■バイトをして家族を支えた苦労人

 独自の着眼点があるだけでなく、バラエティー番組に出るにあたっての姿勢もしっかりしているようだ。

「TVerプラス」(2021年7月1日配信)では、自身が地上波に出るにようになり、「テレビの影響力ってすごいんだな」と感じたという山之内。テレビは見る気がなくても目に入るし、最も多くの情報が人に伝わるものだと思うからこそ、「怖い部分もある」と話していた。そうしたところを見ると、おバカタレントのような失言もなさそうだ。こうした堅実な姿勢は育ってきた環境も影響しているのかもしれない。
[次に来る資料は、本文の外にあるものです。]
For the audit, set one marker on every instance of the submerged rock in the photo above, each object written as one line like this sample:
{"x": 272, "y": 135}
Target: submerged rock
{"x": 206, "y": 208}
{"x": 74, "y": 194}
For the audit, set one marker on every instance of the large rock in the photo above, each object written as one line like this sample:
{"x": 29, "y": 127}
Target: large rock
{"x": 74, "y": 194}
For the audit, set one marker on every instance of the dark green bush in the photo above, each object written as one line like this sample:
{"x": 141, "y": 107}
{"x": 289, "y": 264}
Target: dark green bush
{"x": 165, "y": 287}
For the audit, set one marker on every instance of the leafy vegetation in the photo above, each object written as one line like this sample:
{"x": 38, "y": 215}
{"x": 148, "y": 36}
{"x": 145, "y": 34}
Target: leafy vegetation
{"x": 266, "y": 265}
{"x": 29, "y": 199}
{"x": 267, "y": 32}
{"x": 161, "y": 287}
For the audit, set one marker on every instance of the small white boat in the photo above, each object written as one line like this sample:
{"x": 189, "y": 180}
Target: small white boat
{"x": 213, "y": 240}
「実は山之内さんは苦労人。母子家庭で母と兄が精神的な病を抱えており、自身がバイトをして家族を金銭的に支えていたと過去に語っています。スカウトされた当時は生きることに精いっぱいで、スカウトされたうれしさより『芸能界なら学生でも仕事がある』ことに安心したとも。そんな山之内さんなので、メンタルも強く、ある意味、芸能界も仕事として割り切っているのでしょう。ゆえに、感情に左右されない判断もでき、バラエティーでうまく立ち回ることができる。ギャルタレントのようにキャラが固定されていないため、息の長い活躍が期待できます。いま、番組会議で名前を出すとウケが良いタレントであることは間違いありません」(民放バラエティー番組制作スタッフ)

 芸能評論家の三杉武氏は山之内についてこう述べる

「山之内さんは、テレビ進出当初にAbemaTVの恋愛リアリティー番組に出演したことで、ショートカットに関西弁の元気なキャラクターが注目され、若い世代を中心に支持されました。山之内さんはもともとTikTokでそれなりの支持があったので、若者のテレビ離れが深刻な昨今のテレビ業界にとっては、人気YouTuberやインフルエンサーと同様に貴重な戦力と捉えられていると思います。最近では複雑な家庭環境で育ったことも告白していますが、明るく元気なキャラクターとのギャップも魅力の一つで、その活躍は同じような悩みや苦労を抱えている若い人たちの励みにもなっているはず。バラエティー番組での立ち回りを見ていると頭の回転の速く、場の空気を読む力にもたけているので、今後もさらに活躍の場を広げていくのではないでしょうか」

 Z世代という枠組みから抜け出し、芸能界を席巻する存在となるか、注目したい。